Importantly, the Sessions Memo took direct aim at the financial institutions and investors viewing the Cole Memo and the FinCEN guidance as a roadmap for banking cannabis, reminding its readers that state-lawful, marijuana-related activities are prohibited under the CSA and that violations of the CSA “may serve as the basis for the prosecution of other crimes, such as those prohibited by the money laundering statutes, the unlicensed money transmitter statute, and the Bank Secrecy Act.”
Because the FinCEN guidance and the marijuana-related SARs established by FinCEN are bound up in the Cole Priorities, Sessions’ rescission of the Cole Memo has created confusion about whether the FinCEN guidance can still provide a safe harbor for banking cannabis. Consequently, banking remains the most significant impediment to doing business in the cannabis industry.

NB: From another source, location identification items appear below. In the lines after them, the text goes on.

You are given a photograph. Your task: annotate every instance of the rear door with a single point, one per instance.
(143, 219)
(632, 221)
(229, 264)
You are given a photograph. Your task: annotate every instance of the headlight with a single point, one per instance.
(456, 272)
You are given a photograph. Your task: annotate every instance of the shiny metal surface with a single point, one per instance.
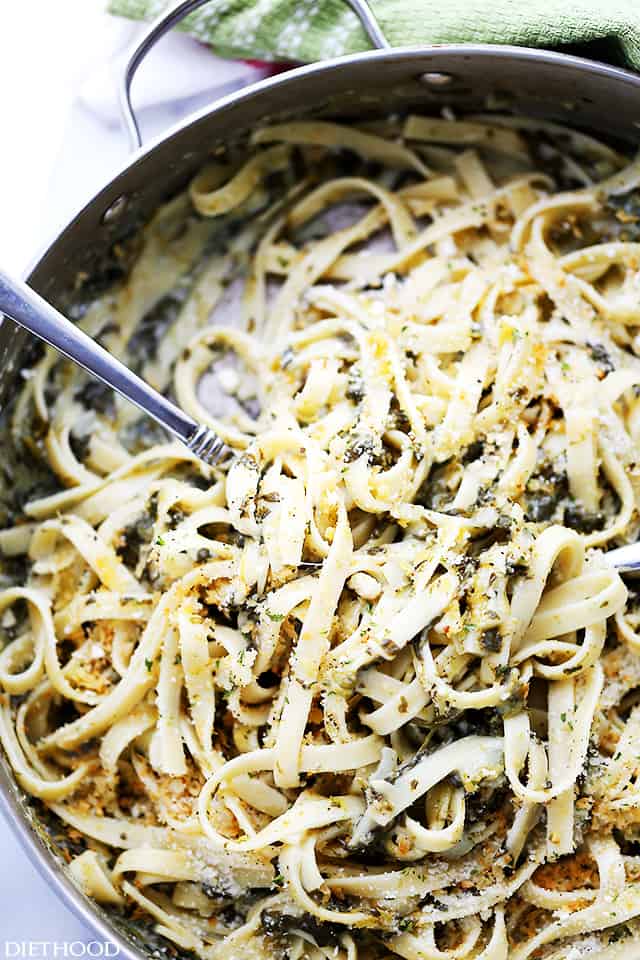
(27, 308)
(174, 15)
(626, 560)
(599, 98)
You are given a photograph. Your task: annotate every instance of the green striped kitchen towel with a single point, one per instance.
(306, 30)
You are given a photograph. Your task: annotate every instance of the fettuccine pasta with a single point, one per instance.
(369, 688)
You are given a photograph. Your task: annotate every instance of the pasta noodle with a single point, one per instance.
(369, 688)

The scarcity of cannabis banking is a problem that has both inhibited the burgeoning growth of the cannabis market and transcended the cannabis industry. From an industry standpoint, cannabis businesses are being restrained in a way that businesses in no other industry are. As Michael Bronstein, founder of the American Trade Association for Cannabis and Hemp, explained: “Banking must be expanded to the legal cannabis industry and traditional access to the financial system is critical to keep businesses running. Remember, banking is not just an account, it’s commercial lending, being able to rent a property that has a mortgage on it, using credit and running payroll. These are issues that normal businesses take for granted that are not available to one of the quickest growing industries in the country. Operators just want a chance to be treated like any other business.”

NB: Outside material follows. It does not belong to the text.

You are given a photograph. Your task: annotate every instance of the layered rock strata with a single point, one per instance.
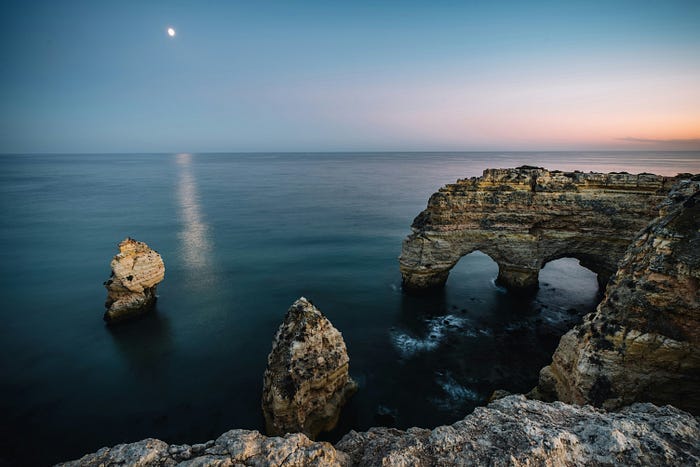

Far from being limited to the cannabis industry, the cannabis banking problem raises issues of public safety. The BSA and similar regulations are intended to create transparency so authorities can prevent financial crimes. As the above scenarios demonstrate, the lack of banking prevents transparency, thereby undermining the laws and regulations intended to prevent money laundering and other financial crimes, not to mention the risks to physical safety resulting from tens to hundreds of businesses in a state storing and transporting millions of dollars in cash on a daily basis.
Given the rapid growth of the cannabis industry, which does not appear to be slowing down, notwithstanding the Sessions Memo, a legislated solution to the banking problem is necessary. As Bronstein put it: “It is just completely illogical from a public safety and business perspective that a state-legal, highly regulated marijuana business wouldn’t be able to access banking?especially now that the industry will quickly surpass $10 billion in state sales … The best way to get a solution to the banking issue is through Congress, which has the authority to grant access to cannabis banking.”

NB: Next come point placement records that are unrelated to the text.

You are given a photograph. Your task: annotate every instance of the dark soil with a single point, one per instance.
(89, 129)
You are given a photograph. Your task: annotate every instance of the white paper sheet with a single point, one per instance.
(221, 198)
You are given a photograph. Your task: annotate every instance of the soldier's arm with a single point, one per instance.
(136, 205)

On April 13, President Donald Trump indicated he would support a states’ rights approach to cannabis legalization. On April 15, Sen. Cory Gardner, R-Colorado, and Sen. Elizabeth Warren, D-Massachusetts, announced they were joining forces to propose such legislation. Although it is too soon to know whether that legislation would change the scheduling of marijuana under the CSA, it seems likely that it would pave the way for a solution to the banking problem.